The second and third visits will culminate in concerts with commentary, one at Grand View College in Des Moines and the other at Dana College in Blair, Neb., schools with strong Danish-Lutheran heritage. The programs for these concerts will include performances of complete works by the Danish composers featured in the preceding lecture-demonstrations.
As a result of the grant, the Maia Quartet will be featured with other recipients in a photo spread in Chamber Music, CMA's monthly publication, and the group is automatically invited to present at the CMA national conference in 2008.
Founded in 1990 at the Cleveland Institute of Music, the Maia Quartet has established itself nationally with performances in major concert halls including Alice Tully Hall in New York, the Kennedy Center Terrace Theatre in Washington, D.C., and Harris Hall at the Aspen Music Festival.
Throughout its history, the quartet has had an active performing schedule and has been committed to outreach. It has collaborated with Young Audiences, the Midori Foundation and Arts Excel. This season's engagements include performances in Chicago with clarinetist John Bruce Yeh; in Leonia, N.J. with Cynthia Phelps and Ron Thomas; and in New York City at the 92nd St. Y.

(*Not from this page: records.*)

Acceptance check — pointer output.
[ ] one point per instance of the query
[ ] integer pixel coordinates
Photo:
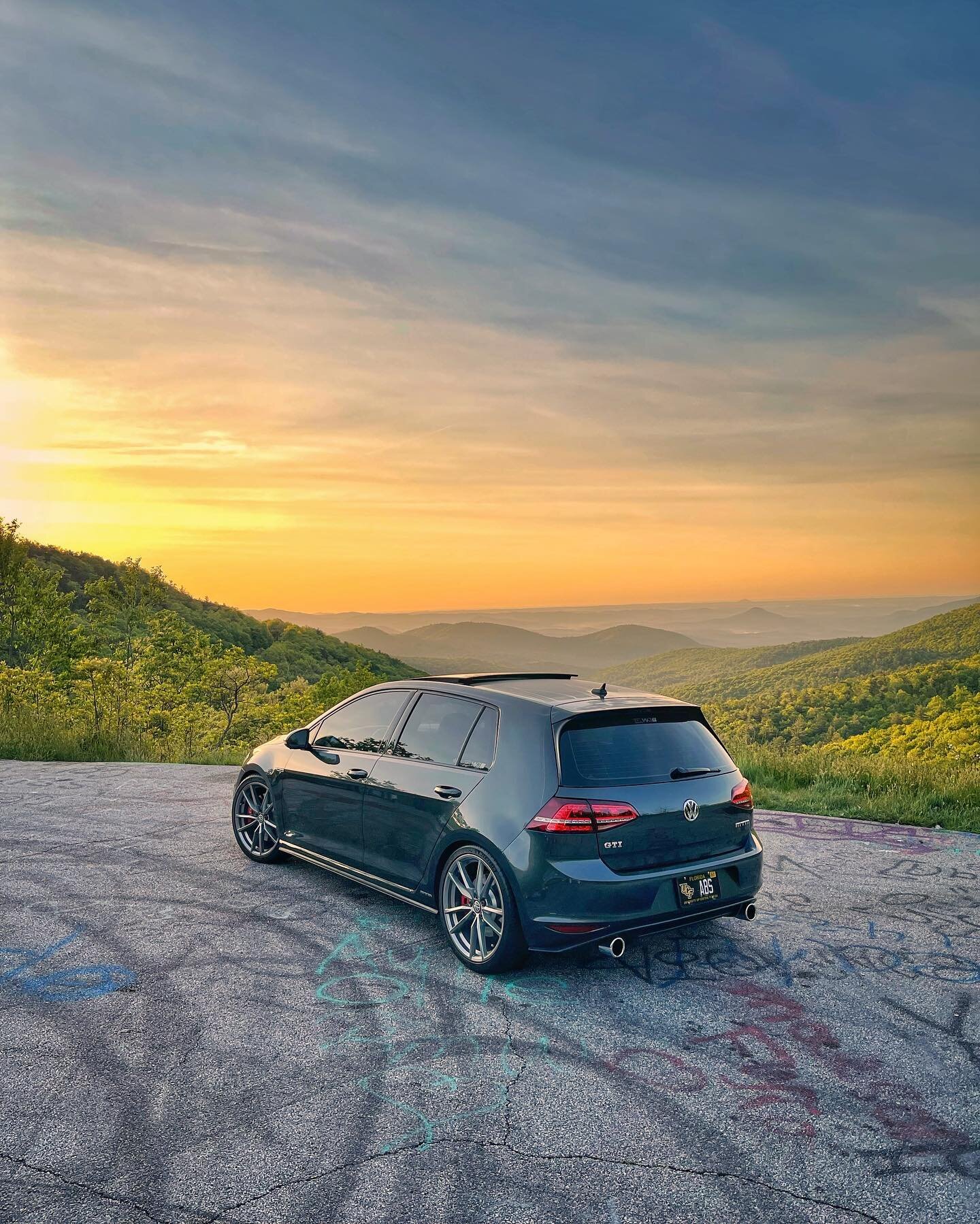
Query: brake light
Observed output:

Chamber Music America, the national service organization for the ensemble music profession, was founded in 1977 to promote artistic excellence and the economic stability of the field, and to ensure that chamber music, in its broadest sense, is a vital part of American life.
With a membership of over 8,000, including musicians, ensembles, presenters, artists' managers, educators, music businesses and advocates of ensemble music, CMA welcomes and represents a wide range of musical styles and traditions. In addition to its funding programs, CMA provides its members with consulting services, access to health and instrument insurance, conferences, seminars and several publications including the bi-monthly magazine, Chamber Music, and Web site: www.chamber-music.org.
The School of Music is part of the Division of Performing Arts in the UI College of Liberal Arts and Sciences.